Publicado en El Periódico de Catalunya, 1992-III-10
He evocado en público recientemente mi experiencia de chica de pueblo recién llegada a Barcelona - caminar más deprisa y más seria, no hablar con nadie en la parada del autobús aunque se coincida cada día..., que no puedan llamarte pueblerina... -, y me ha sorprendido el eco que he encontrado. No esperaba que aquellos recuerdos estuvieran tan vivos como yo los siento entre quienes hace años vinimos a buscar unas oportunidades que han marcado nuestras vidas. Pero, menos aún, que chicas y chicos de 20 años o menos vivan hoy una experiencia semejante.
Engañada por las apariencias, creía que la modernización que ha cambiado las calles, las fachadas y el interior de las casas de los pueblos y los ha llenado de coches y electrodomésticos, de tiendas de moda y sucursales bancarias, y, sobre todo, la ventana televisiva abierta a la aldea planetaria, había homogeneizado nuestros comportamientos a la medida urbana. Sin embargo, el sentimiento de ser de pueblo continúa vigente.

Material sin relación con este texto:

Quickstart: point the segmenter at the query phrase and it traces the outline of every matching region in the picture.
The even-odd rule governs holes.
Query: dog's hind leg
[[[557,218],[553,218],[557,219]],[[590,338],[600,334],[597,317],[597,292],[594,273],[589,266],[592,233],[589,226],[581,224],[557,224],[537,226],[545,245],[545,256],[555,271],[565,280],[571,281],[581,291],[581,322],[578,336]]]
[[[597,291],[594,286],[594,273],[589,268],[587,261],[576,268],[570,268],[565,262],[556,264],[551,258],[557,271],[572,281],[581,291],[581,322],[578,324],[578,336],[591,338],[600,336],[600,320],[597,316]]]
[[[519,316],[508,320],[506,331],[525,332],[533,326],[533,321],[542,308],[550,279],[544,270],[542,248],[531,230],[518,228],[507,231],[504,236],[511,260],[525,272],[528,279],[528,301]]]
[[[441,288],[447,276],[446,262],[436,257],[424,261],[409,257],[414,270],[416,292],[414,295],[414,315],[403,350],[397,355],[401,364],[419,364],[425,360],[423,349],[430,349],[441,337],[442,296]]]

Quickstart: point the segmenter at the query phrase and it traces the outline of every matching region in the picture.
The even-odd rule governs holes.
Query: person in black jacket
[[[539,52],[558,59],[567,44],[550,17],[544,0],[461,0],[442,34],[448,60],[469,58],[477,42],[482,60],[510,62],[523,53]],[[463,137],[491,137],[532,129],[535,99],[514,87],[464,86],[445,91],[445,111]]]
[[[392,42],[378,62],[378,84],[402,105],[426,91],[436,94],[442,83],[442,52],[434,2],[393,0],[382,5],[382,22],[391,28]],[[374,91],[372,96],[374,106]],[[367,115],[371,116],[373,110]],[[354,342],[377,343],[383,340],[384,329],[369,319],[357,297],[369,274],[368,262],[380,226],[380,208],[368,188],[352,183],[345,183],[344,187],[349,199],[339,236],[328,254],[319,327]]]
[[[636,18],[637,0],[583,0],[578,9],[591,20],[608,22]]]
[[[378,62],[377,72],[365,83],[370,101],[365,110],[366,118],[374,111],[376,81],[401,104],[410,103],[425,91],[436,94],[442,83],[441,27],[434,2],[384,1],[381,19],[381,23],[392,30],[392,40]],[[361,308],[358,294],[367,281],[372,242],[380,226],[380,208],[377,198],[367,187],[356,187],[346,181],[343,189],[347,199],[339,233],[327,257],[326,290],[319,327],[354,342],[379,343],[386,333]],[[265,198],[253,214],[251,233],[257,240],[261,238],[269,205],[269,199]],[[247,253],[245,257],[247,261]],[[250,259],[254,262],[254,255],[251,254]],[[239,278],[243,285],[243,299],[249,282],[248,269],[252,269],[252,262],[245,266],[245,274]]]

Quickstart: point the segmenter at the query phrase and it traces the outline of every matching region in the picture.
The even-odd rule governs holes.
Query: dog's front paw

Pero ya no se trata sólo de un sentimiento que se vive negativamente cada vez que hay que adaptarse a los rigores de la metrópolis - que una cosa es saber cómo hay que comportarse y otra muy distinta comportarse tal como hay que hacerlo -, sino también de un sentimiento positivo hecho del regusto de esos olores, esos ruidos y silencios, esos espacios de dimensiones m s cercanas y esos tiempos más sosegados que nos niega la densidad urbana.
Porque la gran ciudad no es ya el sueño que fue.